Badgers hand Spartans first Big Ten defeat
Taylor scored 17 points and Jason Bohannon added 19 to lead Wisconsin to a 67-49 victory over No. 5 Michigan State on Tuesday night, snapping a perfect Big Ten start for the Spartans, who lost leading scorer Kalin Lucas to an ankle injury midway through the second half.
“That’s part of our program, part of coach’s philosophy,” Taylor said. “If (Trevon) and Jon are out, you’ve got to go with what’s next, and somebody’s got to step up and make plays. We try and stay aggressive and try and make something happen.”
Wisconsin coach Bo Ryan, who improved to 21-7 at home against Top 25 teams in his nine seasons, said he has never judged players on their size. Good thing, because Leuer has at least 9 inches on Taylor, depending on who is asked.
“I always say (Taylor’s) 5-10. He gets mad, he says, ‘Coach, I’m 6-1.’ We replaced a 6-10 with a 5-10 in his stocking feet,” Ryan said. “He’s just smart, he just finds ways to get things done. And he cares, he cares about the ball and he cares about game. Whenever you take care of the ball, you’re respecting the game.”
The Badgers committed just five turnovers, four less than their NCAA lowest average of 9.4, and Wisconsin (17-5, 7-3) won its third game over a team ranked sixth or better this season and its 18th straight at the Kohl Center.
Michigan State had 13 turnovers.
“That’s 13 times they’re not getting a shot at the basket and only five for us, so that could be 16 to 24 points that we’re getting extra from them,” Taylor said. “You just try and make the right decision.”
Michigan State (19-4, 9-1) may have lost a lot more than its strong start after Lucas, last season’s Big Ten player of the year, came down awkwardly on the foot of Wisconsin’s Keaton Nankivil in the second half and injured his right ankle.
“When it first happened, it was hurting a lot, but I still don’t know what’s wrong with it right now,” Lucas said. “I think it’s just a sprain to the ankle, I’ll know tomorrow.”
Lucas did not return, finishing with seven points to snap a string of 33 consecutive games in double figures.

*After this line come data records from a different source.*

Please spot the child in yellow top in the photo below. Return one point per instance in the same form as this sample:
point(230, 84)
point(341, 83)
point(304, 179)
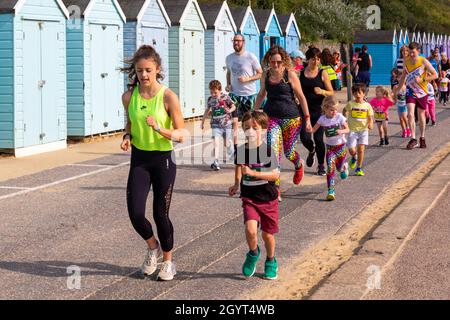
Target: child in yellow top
point(359, 114)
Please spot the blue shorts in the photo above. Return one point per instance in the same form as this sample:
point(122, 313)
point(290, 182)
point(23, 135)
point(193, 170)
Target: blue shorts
point(402, 109)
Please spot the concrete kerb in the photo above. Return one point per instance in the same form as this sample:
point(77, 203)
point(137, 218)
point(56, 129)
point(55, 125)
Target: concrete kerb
point(352, 280)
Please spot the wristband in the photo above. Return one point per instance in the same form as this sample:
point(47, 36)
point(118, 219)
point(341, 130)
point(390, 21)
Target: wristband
point(125, 135)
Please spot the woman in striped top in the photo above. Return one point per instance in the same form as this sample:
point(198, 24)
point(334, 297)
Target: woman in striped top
point(404, 52)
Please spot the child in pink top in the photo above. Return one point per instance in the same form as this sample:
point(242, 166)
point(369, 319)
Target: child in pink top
point(381, 105)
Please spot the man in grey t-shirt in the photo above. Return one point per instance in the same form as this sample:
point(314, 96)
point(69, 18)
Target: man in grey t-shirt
point(243, 70)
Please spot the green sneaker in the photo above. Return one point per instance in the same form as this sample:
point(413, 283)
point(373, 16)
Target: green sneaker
point(344, 172)
point(249, 267)
point(352, 163)
point(331, 196)
point(271, 269)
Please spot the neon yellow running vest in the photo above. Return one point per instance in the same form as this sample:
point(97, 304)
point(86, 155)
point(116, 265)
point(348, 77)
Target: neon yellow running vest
point(143, 136)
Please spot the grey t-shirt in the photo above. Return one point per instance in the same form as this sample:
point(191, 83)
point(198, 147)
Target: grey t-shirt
point(242, 65)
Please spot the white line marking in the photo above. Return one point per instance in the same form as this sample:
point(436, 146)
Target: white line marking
point(18, 188)
point(89, 165)
point(103, 169)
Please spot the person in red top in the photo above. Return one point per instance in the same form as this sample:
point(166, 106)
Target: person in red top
point(381, 105)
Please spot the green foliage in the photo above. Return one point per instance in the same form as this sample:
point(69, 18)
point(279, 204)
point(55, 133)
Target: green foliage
point(339, 19)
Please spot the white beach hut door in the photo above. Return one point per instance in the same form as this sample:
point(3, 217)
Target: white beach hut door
point(113, 109)
point(189, 74)
point(106, 115)
point(98, 74)
point(198, 92)
point(157, 38)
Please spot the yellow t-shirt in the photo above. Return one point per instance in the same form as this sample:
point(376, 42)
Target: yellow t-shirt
point(358, 115)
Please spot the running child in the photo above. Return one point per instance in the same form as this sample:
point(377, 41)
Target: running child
point(359, 114)
point(394, 77)
point(431, 109)
point(381, 104)
point(444, 88)
point(220, 107)
point(335, 127)
point(255, 174)
point(402, 109)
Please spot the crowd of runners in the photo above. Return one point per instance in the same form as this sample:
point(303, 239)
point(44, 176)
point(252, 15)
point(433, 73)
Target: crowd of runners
point(295, 103)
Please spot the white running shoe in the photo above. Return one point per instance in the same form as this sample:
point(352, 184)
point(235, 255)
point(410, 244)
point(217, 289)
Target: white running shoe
point(168, 271)
point(151, 261)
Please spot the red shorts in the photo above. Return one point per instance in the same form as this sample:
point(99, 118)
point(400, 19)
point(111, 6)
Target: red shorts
point(266, 213)
point(421, 103)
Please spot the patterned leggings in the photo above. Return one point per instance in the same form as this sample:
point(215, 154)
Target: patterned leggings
point(285, 133)
point(336, 159)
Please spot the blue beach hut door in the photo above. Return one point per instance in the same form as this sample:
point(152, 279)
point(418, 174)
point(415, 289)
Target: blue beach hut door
point(40, 114)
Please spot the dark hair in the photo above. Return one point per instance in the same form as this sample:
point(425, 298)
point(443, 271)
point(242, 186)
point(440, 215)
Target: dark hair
point(414, 45)
point(215, 85)
point(358, 87)
point(144, 52)
point(312, 53)
point(327, 57)
point(287, 63)
point(260, 118)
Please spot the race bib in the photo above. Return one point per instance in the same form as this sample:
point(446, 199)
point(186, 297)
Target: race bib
point(331, 131)
point(218, 112)
point(380, 115)
point(359, 114)
point(252, 181)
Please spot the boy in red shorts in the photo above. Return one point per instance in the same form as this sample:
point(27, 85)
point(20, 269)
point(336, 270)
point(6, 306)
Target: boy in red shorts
point(256, 172)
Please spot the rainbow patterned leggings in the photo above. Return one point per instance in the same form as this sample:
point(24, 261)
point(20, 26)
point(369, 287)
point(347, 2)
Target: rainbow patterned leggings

“He’s limping bad,” Michigan State coach Tom Izzo said. “It’s not a good sprain, but it’s not broke or anything like that—at least it doesn’t seem to be. I think the issue is whether he’s a fast healer or not.”
Wisconsin clicked from the beginning, getting big contributions from Nankivil and Rob Wilson. Taylor started by scoring 10 of Wisconsin’s first 13 points and later helped seal it with a 3-pointer to push the lead to 58-42 with 6 minutes to play.
The Spartans, who haven’t won in Madison since 2001, started flat before losing their floor leader. After Lucas left, Wisconsin went on a 10-2 run to seal the game.
Meanwhile, Michigan State, which got 11 points from Durrell Summers, missed seven straight shots down the stretch, going more than 6˝ minutes without a basket.
“For the most part that was an old-fashioned whoopin’,” Izzo said.
The Spartans had been off to their best conference start ever and seemed poised to run away with another regular-season Big Ten title with four weeks of league play left. But Wisconsin dominated from the tip, trailing only 1-0 before scoring nine straight points. The Spartans never got closer than eight points in the second half.
“When Lucas went down, it really compounded problems,” Izzo said. “Wisconsin played awfully well, as good as I’ve seen them play all year.”
Michigan State tried to push the tempo early despite winning the first meeting 54-47 on Jan. 6, but it backfired and Izzo said he didn’t prepare his team well. Michigan State’s players said they felt a loss coming.
“I think we all did,” guard Korie Lucious said. “In practice, we just haven’t been bringing it like we should have, we haven’t had the energy like we should have, and Coach has been telling us that for the last couple days.”
With the victory, Wisconsin joined No. 3 Syracuse as the only teams with three wins over Top 10 opponents this season, and Taylor said Ryan has helped put him and the rest of the Badgers in the right position, even if the wily old coach can’t judge height.
“That’s about the only thing,” Taylor said. “For the record, I’m 6-1 with shoes on.”